Moon set down the crate she was holding, and nodded. “Ask,
and I will answer Input ....” From the corner of her eye she saw Sparks stop
his work and move toward her with protective concern as the woman’s voice
filled her ears, her mind, and she began the abrupt fall away into darkness.

“... No further analysis.” She came back into herself again,
and sat down on the crate as a brief wave of dizziness caught her. Sparks put
his hands on her shoulders, rubbing them gently. She felt the eyes of the other
deckhands and sailors watching her, watching her differently now.

“Thank you, sibyl,” the woman murmured, smiling and bobbing
her head as she backed away. Moon saw two or three others beginning to cluster
near her; knew that they would be the next to come forward with questions.

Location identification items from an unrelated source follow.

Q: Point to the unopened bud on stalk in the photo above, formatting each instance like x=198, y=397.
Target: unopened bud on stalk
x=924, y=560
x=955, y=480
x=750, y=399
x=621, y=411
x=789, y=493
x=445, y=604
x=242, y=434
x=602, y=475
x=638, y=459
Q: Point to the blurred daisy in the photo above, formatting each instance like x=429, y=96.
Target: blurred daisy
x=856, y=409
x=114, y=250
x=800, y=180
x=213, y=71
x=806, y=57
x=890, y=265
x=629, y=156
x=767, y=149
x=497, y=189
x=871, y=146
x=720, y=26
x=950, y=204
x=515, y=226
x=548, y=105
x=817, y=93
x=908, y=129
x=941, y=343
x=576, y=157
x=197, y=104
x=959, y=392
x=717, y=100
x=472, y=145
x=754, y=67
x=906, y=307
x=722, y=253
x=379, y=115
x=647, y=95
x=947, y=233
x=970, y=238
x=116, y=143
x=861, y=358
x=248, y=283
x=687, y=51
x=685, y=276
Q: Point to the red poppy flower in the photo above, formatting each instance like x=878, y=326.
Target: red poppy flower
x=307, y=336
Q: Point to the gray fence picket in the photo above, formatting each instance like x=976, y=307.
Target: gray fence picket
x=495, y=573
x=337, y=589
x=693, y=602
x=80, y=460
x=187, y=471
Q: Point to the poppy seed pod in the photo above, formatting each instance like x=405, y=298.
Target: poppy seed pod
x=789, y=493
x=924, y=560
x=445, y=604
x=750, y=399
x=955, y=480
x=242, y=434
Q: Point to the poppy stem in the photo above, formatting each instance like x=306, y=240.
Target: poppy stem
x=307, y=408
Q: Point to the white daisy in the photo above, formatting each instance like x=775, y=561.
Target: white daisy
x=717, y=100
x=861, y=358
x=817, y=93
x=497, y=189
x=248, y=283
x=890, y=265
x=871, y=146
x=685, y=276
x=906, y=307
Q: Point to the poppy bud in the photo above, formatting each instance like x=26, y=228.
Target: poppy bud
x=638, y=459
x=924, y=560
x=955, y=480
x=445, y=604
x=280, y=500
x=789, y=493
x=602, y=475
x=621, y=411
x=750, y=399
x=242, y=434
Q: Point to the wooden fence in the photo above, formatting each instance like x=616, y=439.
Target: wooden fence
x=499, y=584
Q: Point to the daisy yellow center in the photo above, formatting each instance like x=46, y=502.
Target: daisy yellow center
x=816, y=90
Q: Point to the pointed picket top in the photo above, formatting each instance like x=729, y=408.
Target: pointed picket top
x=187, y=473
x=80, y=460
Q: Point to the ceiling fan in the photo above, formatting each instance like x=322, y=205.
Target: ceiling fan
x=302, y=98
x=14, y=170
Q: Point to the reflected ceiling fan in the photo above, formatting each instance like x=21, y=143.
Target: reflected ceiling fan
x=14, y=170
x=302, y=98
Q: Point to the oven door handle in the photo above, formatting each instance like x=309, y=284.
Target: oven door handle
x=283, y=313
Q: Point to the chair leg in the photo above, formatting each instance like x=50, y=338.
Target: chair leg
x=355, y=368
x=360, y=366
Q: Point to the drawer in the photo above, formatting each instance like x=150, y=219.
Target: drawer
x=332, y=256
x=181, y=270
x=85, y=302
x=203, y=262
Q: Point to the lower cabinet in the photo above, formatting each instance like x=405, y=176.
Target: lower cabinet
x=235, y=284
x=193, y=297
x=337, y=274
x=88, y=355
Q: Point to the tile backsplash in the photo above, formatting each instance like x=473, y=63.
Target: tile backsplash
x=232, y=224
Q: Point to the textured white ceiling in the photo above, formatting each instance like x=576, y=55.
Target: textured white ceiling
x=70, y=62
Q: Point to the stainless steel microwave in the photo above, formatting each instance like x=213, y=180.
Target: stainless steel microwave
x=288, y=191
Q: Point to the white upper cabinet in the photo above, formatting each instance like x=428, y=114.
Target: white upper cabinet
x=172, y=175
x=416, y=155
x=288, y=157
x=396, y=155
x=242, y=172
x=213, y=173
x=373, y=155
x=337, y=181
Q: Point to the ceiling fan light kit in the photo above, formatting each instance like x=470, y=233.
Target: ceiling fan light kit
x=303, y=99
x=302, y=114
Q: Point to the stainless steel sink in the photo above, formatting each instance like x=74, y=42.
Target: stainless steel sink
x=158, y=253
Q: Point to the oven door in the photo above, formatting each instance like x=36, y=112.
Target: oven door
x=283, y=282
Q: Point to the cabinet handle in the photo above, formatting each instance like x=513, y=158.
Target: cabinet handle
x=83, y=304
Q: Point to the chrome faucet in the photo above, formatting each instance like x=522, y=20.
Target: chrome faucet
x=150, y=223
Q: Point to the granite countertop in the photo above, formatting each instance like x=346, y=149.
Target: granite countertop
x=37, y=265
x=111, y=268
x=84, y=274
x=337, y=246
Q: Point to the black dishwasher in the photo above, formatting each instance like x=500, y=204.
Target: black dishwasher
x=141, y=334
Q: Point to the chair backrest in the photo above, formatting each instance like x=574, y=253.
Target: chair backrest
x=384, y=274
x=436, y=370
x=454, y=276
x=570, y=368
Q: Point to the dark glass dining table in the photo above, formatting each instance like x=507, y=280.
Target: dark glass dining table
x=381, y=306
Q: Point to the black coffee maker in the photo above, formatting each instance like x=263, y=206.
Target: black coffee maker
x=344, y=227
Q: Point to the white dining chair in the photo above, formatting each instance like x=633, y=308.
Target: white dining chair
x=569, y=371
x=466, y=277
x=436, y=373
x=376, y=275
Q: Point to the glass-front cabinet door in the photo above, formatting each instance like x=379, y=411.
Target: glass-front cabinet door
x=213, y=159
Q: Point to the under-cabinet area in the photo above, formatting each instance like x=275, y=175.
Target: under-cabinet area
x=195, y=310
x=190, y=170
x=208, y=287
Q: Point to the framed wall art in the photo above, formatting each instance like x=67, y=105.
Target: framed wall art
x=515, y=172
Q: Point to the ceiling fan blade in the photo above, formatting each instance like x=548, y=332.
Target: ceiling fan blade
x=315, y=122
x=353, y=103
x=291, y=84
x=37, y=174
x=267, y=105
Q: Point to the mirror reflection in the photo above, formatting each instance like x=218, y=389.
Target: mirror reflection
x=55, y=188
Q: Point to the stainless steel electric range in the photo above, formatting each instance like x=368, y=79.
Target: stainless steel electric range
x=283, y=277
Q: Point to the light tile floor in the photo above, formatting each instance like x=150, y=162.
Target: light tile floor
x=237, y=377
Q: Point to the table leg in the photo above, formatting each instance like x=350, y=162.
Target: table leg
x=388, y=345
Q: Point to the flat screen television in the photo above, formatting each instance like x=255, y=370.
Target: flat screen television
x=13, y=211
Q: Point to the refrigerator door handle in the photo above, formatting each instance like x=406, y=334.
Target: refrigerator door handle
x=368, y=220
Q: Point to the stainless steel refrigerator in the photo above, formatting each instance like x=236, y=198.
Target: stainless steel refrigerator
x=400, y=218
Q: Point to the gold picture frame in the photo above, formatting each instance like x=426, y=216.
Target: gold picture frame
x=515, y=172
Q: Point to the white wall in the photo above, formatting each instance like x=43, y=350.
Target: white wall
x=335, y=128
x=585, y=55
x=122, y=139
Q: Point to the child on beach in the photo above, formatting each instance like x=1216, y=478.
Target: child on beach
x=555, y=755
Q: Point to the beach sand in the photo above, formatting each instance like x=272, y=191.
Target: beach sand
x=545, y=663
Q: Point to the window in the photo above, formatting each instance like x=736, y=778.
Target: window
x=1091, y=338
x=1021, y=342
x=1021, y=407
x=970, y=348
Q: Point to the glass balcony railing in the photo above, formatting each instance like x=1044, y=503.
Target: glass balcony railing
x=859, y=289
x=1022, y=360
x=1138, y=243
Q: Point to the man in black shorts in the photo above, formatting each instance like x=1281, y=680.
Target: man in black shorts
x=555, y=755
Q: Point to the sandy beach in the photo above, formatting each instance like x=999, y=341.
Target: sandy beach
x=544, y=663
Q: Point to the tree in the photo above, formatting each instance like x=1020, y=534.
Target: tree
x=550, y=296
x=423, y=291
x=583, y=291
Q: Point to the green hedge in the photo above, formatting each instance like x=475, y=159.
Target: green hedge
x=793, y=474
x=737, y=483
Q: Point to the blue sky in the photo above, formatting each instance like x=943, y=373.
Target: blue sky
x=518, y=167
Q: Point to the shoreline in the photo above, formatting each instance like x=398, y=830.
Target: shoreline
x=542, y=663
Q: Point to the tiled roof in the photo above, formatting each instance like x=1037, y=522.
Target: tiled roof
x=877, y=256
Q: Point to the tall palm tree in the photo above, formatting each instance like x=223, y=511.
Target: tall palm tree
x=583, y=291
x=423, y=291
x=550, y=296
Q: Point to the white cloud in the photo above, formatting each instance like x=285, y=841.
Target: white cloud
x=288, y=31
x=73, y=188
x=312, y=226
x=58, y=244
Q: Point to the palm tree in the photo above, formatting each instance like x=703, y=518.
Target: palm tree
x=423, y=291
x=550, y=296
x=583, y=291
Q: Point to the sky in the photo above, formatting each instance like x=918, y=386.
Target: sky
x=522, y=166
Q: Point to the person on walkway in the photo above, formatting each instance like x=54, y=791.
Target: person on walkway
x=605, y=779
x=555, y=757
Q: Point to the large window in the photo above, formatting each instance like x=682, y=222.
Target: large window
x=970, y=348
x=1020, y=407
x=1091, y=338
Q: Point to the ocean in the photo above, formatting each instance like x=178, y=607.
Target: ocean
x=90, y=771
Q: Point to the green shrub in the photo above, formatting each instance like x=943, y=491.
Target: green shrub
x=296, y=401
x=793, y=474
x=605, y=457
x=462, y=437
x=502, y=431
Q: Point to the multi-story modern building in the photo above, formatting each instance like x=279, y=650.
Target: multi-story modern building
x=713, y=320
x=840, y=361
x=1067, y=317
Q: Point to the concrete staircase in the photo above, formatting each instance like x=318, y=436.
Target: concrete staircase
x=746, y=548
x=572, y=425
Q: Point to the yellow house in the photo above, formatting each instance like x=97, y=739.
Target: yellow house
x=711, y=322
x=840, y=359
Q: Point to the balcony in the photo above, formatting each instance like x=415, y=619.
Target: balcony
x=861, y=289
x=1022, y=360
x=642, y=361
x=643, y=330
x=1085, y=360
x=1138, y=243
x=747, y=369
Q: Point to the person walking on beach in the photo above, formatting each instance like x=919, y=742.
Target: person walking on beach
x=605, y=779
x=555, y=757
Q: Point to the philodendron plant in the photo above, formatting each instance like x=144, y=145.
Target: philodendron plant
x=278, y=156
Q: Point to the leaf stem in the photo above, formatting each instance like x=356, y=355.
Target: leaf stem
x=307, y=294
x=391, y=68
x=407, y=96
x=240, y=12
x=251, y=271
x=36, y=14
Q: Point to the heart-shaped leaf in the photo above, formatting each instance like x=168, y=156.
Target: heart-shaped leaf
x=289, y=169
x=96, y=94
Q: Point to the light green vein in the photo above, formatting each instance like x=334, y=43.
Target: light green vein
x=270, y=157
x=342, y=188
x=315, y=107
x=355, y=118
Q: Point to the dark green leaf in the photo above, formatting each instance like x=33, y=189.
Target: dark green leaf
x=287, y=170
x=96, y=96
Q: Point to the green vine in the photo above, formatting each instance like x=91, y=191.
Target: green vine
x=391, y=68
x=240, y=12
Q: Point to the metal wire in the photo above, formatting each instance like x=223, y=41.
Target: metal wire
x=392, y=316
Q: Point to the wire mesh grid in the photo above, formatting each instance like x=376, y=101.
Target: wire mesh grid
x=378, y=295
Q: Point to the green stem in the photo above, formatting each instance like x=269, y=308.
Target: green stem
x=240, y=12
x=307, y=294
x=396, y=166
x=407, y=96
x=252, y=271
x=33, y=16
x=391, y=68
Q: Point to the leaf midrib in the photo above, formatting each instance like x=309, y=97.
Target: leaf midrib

“Well, what am I supposed to make of this?” A man’s voice—Borah
Clearwater’s voice—carried sharply and clearly up to her.

She pushed to her feet and went to the small trimaran’s
rail, peered over it. “Make of what, Borah Clearwater?” she said, to his turned
back.

He jerked around, away from Jerusha’s annoyed expression, to
look up at her. He looked blank for a moment, seeing only a plainly dressed
island woman with her hair in braids, and not the Summer Queen, answering him.
His frown deepened as he recognized her. “If you think you can change my
opinion about anything by doing an honest day’s work, you’re wrong.”

Moon laughed, wondering if he actually believed she was here
because she was trying to impress him. She felt Spark’s impatience like heat as
he came up beside her.

“I’m sorry to intrude like this, Lady,” Danaquil Lu said,
edging his uncle aside with an effort. “But my uncle has been ... wishing to
speak to you about the—uh, right-of-way you granted to our kinsman Kirard Set
Wayaways.” From Danaquil Lu’s chagrin and air of resignation, she guessed that
Clearwater had not let him rest until he had agreed to speak to her.

She smiled at him, a brief, reassuring smile, before she
looked at Borah Clearwater. Leaning on the rail, she met his stare with a calm
centeredness that would have been impossible two days ago—two hours ago. “So
you think I arranged this for your benefit, Borah Clearwater? Just as you seem
to think I granted that right of-way to spite you?”

Clearwater snorted, but for just a moment he didn’t answer. “Who
knows why you do anything? Rot me, this makes as much sense as the other!”

“And who do you think you are,” Gran’s voice interrupted
suddenly, “to come here and speak to the Lady in that tone of voice?”

He turned back to look at her as she stood up, putting aside
the net she had been mending. “I think I have more business speaking to her
than you have speaking to me,” he grunted.